If someone told me it wasn't "fashionable" to talk about freedom, I think I'd just have to look him square in the eye and say, "Okay, YOU TELL ME what's `fashionable'." But he won't. And you know why? Because you can't ask someone what's fashionable in a smart-alecky way like that. You have to be friendly and say, "By the way, what's fashionable?"
 
Originally posted by: dxkj
Damn, talk about postcount ++


Are you guys making these up, or have read them.copied them from somwhere?

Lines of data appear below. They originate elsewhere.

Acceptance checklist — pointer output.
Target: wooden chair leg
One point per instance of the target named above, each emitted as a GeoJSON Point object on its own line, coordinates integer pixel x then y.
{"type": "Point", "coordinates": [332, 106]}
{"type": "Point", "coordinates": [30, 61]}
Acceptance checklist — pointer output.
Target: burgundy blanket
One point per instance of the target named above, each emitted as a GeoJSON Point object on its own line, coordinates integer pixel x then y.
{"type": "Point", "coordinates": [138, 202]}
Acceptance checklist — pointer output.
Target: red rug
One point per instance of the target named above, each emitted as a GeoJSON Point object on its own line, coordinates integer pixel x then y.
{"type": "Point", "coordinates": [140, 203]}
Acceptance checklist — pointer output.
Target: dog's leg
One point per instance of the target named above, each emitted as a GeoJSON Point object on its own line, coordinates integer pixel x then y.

A little from column A, and a little from column B.
 
i would like to be superman because instead of saving the world i would join the circus and be the strong man, that way i would hopefully win the heart and possibly the body of the bearded lady. we would have many children and live in an amish community were our superstrong, bearded children would not feel out of place
 
If I was the head of a country that lost a war, and I had to sign a peace treaty, just as I was signing I'd glance over the treaty and then suddenly act surprised. "Wait a minute! I thought WE won!"
 
did the person who said "sticks and stones may break my bones, but words will never hurt me" get beat on than called names because how else would you know that statement would be fact rather than opinion?
 
I think someone should have had the decency to tell me the luncheon was free. To make someone run out with potato salad in his hand, pretending he's throwing up, is not what I call hospitality.
 
if a bell tolls i wonder for whom? and who exactly decides the tolling and in what order, and how do you know its really not for you that its actually a mistake that the toller got jelly on his list from his sandwich and ended up tolling the wrong name.
 
I remember one day I was at Grandpa's farm and I asked him about sex. He sort of smiled and said, "Maybe instead of telling you what sex is, why don't we go out to the horse pasture and I'll show you." So we did, and there on the ground were my parents having sex.
 
If you go through a lot of hammers each month, I don't think it necessarily means you're a hard worker. It may just mean that you have a lot to learn about proper hammer maintenance.
 
if ifs and buts were candies and nuts we'd all have a merry christmas i guess it would be ok but i dont think it would be a really great holiday i mean really you can have candy and nuts pretty much any old day, especially halloween. come to think of it if i trick or treat and somebody gives me nuts i would probably say thats a really neat and nutritous snack
 
I think a cute movie idea would be about a parrot who is raised by eagles. It would be cute because the parrot can't seem to act like an eagle. After a while, though, to keep the movie from getting boring, maybe put in some pornography. Later, we see the happy parrot flying along, acting like an eagle. He see two parrots below and starts to attack, but it's his parents. Then, some more pornography.
 
Most people don't realize that large pieces of coral, which have been painted brown and attached to the skull by common wood screws, can make a child look like a deer.
 
Today I accidentally stepped on a snail on the sidewalk in front of our house. And I thought, I too am like that snail. I build a defensive wall around myself, a "shell" if you will. But my shell isn't made out of a hard, protective substance. Mine is made out of tinfoil and paper bags.